36., comprise that further this master server of notifying other webserver to comprise the object relevant with described data item will be used in the step in the processing that network requests is carried out according to the method for claim 34.

37., further comprise with the sign multileaving of new master server step to another webserver according to the method for claim 34.

38., wherein utilize the Paxos algorithm to come to select in a plurality of webservers from the software bundling storage the described step of a master server to comprise cyclical information be multi-cast to another webserver according to the method for claim 34.

39. the system that the object that is used for cluster distributes comprises:

Device is used for giving master server with a JMS object distribution, and this master server that is distributed provides the independent visit to the JMS object; And

Device is used to notify this master server of its webserver that independent visit to JMS is provided.

40. a method that is used for object on the managerial grid comprises:

The JMS message memory is assigned to master server, and this JMS message memory exists only on the described master server.

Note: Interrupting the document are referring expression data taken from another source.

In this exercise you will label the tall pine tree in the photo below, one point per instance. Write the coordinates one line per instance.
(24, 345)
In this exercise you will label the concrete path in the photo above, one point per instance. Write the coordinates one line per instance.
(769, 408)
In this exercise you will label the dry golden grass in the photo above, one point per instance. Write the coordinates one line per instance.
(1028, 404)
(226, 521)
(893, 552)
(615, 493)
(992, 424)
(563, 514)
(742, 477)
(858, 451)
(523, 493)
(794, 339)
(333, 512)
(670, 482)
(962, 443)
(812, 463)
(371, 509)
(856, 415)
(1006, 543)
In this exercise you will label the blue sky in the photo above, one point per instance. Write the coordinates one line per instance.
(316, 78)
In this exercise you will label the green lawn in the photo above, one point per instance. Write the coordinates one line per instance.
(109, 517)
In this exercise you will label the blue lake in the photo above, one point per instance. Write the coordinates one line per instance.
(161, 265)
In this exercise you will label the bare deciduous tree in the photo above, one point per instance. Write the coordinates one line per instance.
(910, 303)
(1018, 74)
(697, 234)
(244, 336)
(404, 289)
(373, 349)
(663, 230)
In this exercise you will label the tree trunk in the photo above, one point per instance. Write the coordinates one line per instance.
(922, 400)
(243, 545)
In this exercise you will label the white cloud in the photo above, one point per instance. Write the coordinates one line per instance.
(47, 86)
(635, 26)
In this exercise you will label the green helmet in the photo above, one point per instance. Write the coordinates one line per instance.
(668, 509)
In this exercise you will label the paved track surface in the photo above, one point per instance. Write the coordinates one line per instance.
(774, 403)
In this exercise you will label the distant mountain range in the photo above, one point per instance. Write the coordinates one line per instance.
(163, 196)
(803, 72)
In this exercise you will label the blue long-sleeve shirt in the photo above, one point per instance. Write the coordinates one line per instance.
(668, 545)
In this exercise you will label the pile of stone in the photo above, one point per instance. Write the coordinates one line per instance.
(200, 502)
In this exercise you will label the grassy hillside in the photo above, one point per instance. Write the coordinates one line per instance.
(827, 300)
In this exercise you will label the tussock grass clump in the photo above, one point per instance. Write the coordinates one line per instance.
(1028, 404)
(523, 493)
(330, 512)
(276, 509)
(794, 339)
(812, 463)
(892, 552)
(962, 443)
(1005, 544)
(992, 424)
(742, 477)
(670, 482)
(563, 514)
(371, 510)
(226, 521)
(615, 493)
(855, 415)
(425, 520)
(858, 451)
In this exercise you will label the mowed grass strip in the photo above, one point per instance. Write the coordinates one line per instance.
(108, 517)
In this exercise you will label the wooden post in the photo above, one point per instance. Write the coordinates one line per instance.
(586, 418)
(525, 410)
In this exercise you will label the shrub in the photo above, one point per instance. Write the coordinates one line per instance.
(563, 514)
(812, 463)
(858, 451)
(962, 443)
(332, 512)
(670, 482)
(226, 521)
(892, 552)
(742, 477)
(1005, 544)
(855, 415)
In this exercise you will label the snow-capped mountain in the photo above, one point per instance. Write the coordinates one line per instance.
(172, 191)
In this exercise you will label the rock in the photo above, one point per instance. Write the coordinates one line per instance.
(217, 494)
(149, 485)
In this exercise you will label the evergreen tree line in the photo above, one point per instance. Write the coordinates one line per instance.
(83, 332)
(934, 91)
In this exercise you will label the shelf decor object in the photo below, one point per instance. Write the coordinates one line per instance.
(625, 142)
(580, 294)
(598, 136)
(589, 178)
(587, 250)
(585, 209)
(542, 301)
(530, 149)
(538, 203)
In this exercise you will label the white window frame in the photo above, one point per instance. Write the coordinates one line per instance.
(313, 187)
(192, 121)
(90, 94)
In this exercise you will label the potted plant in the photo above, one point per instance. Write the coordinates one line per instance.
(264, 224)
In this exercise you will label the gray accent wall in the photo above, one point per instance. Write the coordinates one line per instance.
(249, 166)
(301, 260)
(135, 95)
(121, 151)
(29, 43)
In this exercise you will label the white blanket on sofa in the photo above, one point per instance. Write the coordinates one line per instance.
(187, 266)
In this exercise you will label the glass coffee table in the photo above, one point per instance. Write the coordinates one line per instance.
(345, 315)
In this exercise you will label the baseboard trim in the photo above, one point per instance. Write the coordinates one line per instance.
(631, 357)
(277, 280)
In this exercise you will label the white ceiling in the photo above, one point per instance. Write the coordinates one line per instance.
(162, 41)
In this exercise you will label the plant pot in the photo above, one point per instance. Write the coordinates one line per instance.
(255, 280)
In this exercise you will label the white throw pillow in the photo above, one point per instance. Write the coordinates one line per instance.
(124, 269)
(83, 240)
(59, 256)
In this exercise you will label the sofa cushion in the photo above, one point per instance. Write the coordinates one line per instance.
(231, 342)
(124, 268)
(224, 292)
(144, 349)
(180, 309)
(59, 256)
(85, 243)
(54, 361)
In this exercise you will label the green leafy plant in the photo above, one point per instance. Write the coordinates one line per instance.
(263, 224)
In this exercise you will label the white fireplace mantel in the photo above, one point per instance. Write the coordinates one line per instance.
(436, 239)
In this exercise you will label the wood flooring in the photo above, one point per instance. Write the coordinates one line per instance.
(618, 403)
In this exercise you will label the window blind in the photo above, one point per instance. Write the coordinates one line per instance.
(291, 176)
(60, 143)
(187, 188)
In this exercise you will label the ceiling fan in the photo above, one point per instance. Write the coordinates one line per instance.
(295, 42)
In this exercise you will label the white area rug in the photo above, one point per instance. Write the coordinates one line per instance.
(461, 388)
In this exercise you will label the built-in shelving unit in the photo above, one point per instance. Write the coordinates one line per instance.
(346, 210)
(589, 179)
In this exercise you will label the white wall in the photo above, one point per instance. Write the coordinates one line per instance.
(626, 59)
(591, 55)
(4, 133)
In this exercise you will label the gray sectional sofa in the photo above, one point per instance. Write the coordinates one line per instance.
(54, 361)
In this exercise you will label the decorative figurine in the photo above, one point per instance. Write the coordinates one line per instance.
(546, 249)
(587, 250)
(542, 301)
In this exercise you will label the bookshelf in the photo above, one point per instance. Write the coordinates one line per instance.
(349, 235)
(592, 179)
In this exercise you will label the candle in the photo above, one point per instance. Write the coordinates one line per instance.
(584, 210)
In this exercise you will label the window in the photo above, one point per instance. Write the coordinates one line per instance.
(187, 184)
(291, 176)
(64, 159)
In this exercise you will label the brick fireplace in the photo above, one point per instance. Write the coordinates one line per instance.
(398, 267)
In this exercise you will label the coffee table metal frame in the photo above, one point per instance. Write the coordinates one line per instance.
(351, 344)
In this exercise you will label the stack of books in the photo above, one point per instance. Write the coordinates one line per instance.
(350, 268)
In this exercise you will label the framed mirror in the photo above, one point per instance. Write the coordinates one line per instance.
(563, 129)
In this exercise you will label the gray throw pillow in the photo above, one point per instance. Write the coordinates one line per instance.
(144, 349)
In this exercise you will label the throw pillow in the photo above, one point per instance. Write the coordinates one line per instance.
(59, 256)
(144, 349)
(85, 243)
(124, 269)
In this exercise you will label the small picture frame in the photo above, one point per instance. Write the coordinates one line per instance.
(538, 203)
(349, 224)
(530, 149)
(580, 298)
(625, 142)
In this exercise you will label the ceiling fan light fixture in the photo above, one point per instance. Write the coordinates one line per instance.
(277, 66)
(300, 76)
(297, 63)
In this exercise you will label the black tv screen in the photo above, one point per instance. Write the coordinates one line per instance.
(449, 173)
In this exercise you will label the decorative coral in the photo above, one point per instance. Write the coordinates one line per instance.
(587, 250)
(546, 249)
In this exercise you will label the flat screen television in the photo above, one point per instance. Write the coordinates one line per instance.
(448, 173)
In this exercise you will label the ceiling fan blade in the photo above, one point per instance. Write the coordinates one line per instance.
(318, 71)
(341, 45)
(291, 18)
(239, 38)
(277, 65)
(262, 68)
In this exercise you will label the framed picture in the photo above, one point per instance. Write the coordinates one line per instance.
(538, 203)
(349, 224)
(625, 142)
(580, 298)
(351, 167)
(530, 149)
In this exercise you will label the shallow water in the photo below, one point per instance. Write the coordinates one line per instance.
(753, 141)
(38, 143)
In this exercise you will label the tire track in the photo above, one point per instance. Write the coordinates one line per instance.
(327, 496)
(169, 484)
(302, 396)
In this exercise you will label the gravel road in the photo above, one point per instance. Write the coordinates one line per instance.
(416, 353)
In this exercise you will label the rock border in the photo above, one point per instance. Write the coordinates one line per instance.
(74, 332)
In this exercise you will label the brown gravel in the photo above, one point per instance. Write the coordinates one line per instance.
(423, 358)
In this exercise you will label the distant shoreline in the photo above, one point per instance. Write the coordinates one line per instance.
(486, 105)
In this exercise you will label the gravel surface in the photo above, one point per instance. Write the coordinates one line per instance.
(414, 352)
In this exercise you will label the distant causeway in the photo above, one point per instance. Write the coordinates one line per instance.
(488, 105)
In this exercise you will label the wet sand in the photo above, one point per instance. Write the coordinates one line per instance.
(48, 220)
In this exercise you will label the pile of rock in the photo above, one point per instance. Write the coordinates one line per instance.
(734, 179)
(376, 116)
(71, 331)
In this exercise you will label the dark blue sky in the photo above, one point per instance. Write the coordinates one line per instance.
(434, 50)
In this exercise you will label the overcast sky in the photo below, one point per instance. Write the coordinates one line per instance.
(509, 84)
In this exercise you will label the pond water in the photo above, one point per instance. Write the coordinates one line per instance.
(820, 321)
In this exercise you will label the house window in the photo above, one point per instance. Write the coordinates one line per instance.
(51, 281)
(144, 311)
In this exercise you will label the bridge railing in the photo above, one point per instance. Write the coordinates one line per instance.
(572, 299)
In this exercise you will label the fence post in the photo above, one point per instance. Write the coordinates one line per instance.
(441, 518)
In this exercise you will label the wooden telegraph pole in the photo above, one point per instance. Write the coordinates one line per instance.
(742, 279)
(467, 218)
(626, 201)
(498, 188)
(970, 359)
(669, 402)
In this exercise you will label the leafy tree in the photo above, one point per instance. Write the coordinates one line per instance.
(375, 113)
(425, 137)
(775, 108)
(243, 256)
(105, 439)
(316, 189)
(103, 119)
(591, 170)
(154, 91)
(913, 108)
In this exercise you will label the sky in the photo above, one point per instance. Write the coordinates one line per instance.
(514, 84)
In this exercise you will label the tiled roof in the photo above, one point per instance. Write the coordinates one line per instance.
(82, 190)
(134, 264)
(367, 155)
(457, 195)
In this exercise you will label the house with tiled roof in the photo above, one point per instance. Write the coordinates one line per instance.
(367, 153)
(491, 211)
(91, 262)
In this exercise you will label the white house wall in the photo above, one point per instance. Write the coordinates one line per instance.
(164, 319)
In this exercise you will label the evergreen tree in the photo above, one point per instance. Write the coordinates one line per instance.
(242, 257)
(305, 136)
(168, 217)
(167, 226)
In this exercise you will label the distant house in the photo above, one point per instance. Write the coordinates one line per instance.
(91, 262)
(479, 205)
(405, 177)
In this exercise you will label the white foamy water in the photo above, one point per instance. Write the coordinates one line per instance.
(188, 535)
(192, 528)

41., further comprise and notify other webserver step that this master server is admitted described JMS message memory according to the method for claim 40.

42., further comprise step according to the method for claim 40: with the sign multileaving of new master server to another webserver.

43., wherein utilize the Paxos algorithm to come to select in a plurality of webservers from the software bundling storage the described step of a master server to comprise cyclical information be multi-cast to another webserver according to the method for claim 40.

44. a system that is used for JMS object on the managerial grid comprises:

A plurality of webservers; And

Boot Server in described a plurality of webserver, this Boot Server comprises a distributed consistency algorithm that is used for selecting from the described a plurality of webservers master servers, and this master server comprises a JMS object so that its any one of a plurality of webservers that need visit JMS must conduct interviews to the JMS object on the master server.

45. according to the system of claim 44, wherein, the described webserver is to choose from be made up of hardware cluster server and software bundling storage server such one group.

46. according to the system of claim 44, wherein, described distributed consistency algorithm comprises the circulation message between described master server and the described a plurality of server, this circulation continues to agree master server up to the great majority of described a plurality of webservers always.

47. one kind is used for the JMS object is hired out method to the server on the network, comprises:

Utilize distributed consistency algorithm to come from a plurality of hardware cluster servers, to select a master server;

The JMS object is hired out to this master server, and wherein this master server has in the time period or admits this JMS object hiring out; And

Notify this master server that this JMS object is admitted to other webserver.

48., further comprise step: in another hires out the time period, upgrade termly this JMS object is hired out to master server according to the method for claim 47.

49., further comprise step:, then described JMS object is hired out to one of new master server and hired out the time period in case the taxi time period on the described master server has expired according to the method for claim 48.

50. one kind is used for the JMS object is hired out method to the server on the network, comprises:

Utilize the distributed consistency algorithm on the described Boot Server to come from a plurality of webservers, to select a master server;

The JMS object is assigned to this master server, and appointed master server can provide the independent visit to described JMS object in a time cycle of regulation; And

Notify this master server of other webserver to admit described JMS object.

51. one kind is used for method that the object on the network is distributed, comprises:

The JMS object is assigned to this master server, and appointed master server can provide the independent visit to described JMS object; And

Notify this master server of other webserver to admit described JMS object.